The album is the sound of liberty itself. The count-in at the opening of the first track, ‘You Told Me’, is a playful nod to the squonky equivalent on Revolver’s opener, ‘Taxman’, but also a gleeful little shout of autonomy, followed by those opening chimes of freedom on a 12-string guitar. Likewise, the reclamation of Nesmith’s second number on side one, ‘You Just May Be The One’, from the ‘TV version’ is complete, as the track does indeed feature just them – the four Monkees. Chip Douglas handled the bass on some of the tracks to allow Peter to add extra colours on keyboard and guitar but on this tune, already played in on a dozen gigs between New Year and February, it was the quartet alone:
Peter did play bass on a couple of songs – in fact he played on ‘You Just May Be The One’, and he really did a great bass part on that too. He played in a little different style to me, playing with a flat pick and I don’t. Maybe you can hear that on the record, I don’t know.
The album showcases Nesmith’s flourishing songwriting styles – pop-folk (‘You Just May Be The One’), country-pop (‘You Told Me’), a sound greatly assisted by Tork’s banjo, and pure ’67 pop with a gloss of psychedelia (‘Sunny Girlfriend’, complete with backward cymbals). It also allowed Peter Tork to expand his musical contributions many fold – playing guitar, banjo, and keyboards, arranging for cello and French horn (‘Shades Of Gray’) and writing ‘For Pete’s Sake’ (with his flatmate Joey Richards) which became the end-title theme for the second series, signalling the changes in the TV show as well as in the studio.

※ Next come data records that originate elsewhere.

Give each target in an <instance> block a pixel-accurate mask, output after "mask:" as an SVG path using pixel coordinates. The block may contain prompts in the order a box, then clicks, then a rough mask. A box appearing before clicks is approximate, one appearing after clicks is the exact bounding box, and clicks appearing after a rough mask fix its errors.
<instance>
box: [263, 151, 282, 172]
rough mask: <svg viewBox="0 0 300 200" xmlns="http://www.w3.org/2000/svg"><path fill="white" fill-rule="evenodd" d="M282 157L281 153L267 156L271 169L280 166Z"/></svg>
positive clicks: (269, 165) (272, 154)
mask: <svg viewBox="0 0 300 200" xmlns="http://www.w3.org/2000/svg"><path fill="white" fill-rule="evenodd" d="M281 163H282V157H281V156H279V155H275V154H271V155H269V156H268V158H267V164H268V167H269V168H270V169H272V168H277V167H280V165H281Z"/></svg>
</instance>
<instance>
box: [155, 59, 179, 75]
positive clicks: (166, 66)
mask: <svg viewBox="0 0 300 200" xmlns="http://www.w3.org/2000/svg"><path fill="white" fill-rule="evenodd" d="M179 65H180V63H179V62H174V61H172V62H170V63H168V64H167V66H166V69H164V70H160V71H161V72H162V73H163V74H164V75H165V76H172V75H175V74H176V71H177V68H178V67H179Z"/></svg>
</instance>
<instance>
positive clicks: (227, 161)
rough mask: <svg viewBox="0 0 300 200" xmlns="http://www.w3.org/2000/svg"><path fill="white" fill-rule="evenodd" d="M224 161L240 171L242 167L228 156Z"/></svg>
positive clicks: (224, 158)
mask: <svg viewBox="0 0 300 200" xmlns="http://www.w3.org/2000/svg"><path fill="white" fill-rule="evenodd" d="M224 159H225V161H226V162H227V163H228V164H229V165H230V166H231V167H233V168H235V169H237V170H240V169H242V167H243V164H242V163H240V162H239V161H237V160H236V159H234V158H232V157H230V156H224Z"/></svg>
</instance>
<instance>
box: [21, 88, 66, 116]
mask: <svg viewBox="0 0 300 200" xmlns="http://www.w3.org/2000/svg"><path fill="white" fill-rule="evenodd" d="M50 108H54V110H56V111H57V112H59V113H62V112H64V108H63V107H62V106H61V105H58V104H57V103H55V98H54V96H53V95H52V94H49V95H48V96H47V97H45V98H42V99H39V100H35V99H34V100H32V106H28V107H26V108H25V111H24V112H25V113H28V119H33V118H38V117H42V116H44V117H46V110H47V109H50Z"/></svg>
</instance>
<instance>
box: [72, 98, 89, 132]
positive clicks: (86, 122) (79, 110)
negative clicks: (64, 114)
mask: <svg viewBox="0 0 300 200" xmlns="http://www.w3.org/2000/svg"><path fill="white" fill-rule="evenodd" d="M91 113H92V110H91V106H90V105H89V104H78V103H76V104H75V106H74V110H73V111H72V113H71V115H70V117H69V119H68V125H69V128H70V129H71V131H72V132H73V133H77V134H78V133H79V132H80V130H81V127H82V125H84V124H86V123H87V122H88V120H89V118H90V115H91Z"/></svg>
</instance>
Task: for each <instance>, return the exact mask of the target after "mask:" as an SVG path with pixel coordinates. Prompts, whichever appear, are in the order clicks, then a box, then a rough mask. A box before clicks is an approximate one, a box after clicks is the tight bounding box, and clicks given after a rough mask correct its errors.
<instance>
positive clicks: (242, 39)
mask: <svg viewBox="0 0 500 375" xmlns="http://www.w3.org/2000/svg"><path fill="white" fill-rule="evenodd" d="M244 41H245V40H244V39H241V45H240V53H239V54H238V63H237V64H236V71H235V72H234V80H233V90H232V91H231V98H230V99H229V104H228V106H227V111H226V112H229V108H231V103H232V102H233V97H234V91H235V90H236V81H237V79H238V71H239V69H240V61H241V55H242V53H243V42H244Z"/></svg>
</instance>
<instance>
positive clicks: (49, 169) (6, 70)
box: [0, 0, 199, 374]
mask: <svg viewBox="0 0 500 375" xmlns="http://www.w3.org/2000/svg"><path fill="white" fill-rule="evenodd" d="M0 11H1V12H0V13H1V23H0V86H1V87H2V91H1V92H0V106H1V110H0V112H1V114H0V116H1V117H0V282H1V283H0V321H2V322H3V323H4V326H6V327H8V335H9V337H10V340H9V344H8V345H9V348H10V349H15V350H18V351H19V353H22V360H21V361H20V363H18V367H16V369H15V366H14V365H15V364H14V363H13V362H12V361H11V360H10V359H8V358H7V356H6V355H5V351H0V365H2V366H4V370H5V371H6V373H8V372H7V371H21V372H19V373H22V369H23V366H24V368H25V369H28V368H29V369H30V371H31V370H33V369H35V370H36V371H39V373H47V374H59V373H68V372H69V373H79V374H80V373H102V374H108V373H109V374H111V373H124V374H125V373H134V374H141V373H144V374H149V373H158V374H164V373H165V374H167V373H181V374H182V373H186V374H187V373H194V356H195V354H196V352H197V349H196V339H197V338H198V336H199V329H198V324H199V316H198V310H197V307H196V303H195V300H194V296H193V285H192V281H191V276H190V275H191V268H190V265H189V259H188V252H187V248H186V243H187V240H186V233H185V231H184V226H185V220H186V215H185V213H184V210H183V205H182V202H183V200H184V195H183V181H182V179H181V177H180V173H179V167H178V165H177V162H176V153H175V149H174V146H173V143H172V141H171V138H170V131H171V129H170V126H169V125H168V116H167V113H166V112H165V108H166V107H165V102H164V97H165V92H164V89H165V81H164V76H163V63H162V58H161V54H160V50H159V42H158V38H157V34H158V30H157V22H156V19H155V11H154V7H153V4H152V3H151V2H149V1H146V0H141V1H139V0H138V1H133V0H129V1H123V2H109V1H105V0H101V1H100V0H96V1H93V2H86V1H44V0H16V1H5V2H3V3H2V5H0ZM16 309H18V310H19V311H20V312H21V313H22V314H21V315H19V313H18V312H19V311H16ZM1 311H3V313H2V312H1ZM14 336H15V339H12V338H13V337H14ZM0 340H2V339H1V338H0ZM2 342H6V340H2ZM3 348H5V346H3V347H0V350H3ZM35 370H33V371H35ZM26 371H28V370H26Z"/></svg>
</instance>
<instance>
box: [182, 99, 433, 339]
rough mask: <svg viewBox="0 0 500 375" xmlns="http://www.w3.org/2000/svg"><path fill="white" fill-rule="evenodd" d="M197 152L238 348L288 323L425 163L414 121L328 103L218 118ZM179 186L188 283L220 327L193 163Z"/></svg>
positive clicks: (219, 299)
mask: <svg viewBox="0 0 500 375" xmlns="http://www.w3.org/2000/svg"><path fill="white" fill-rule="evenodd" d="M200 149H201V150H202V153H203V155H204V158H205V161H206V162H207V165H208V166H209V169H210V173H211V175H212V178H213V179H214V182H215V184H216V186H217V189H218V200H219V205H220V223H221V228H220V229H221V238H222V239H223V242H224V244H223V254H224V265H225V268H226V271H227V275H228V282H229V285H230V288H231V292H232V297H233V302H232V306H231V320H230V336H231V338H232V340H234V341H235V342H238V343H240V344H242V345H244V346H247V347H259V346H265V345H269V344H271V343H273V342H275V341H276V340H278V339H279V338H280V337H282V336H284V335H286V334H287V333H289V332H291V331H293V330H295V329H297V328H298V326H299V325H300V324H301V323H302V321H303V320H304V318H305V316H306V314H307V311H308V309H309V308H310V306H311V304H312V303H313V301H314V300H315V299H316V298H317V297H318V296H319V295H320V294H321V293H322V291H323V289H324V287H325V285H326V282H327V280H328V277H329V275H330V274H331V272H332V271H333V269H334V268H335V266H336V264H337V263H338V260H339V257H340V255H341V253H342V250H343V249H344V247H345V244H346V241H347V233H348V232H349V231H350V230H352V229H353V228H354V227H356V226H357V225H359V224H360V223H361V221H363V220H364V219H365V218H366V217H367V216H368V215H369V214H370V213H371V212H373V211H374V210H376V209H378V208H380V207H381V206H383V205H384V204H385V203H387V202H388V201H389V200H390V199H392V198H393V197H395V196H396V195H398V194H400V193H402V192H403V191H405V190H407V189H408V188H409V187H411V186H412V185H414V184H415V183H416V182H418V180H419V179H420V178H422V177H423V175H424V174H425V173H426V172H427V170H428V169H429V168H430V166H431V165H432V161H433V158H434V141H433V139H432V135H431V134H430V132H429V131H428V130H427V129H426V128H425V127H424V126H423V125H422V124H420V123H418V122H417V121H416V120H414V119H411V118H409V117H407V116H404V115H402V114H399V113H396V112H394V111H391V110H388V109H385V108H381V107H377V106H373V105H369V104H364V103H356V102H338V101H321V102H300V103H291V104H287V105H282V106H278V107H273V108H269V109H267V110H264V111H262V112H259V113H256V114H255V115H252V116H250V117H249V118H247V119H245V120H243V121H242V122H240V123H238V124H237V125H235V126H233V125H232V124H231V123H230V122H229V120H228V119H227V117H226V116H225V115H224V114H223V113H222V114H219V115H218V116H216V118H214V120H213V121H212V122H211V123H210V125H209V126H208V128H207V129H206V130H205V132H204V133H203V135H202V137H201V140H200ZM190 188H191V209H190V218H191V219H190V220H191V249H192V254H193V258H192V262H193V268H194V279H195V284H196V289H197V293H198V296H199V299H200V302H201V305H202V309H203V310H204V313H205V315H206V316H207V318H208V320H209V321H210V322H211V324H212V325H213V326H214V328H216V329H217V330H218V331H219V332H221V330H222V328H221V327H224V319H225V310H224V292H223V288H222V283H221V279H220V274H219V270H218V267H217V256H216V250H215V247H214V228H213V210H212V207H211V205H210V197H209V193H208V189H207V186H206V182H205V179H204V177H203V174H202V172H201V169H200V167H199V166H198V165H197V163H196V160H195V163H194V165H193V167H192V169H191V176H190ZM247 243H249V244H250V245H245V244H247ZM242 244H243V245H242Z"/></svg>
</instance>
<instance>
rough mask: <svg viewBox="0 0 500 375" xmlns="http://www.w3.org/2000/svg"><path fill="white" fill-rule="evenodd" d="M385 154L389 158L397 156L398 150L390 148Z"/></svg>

It is a freedom song for the group as well as a claim on the rights of a whole generation. As Tork’s lyric declares, ‘We gotta be free!’, echoing sentiments of the first album’s ‘I Wanna Be Free’ while remaking and expanding it, exchanging the individual wish for the collective assertion. In spring ’67, youth culture was on the threshold of the Summer of Love, and this song, with its bluesy guitar picking, washes of organ, and effortlessly soulful vocal from Dolenz, chimes perfectly with that. The Monkees’ apparent escape from their gilded cage is a fine metaphor for a cultural transformation and a flight into freedom.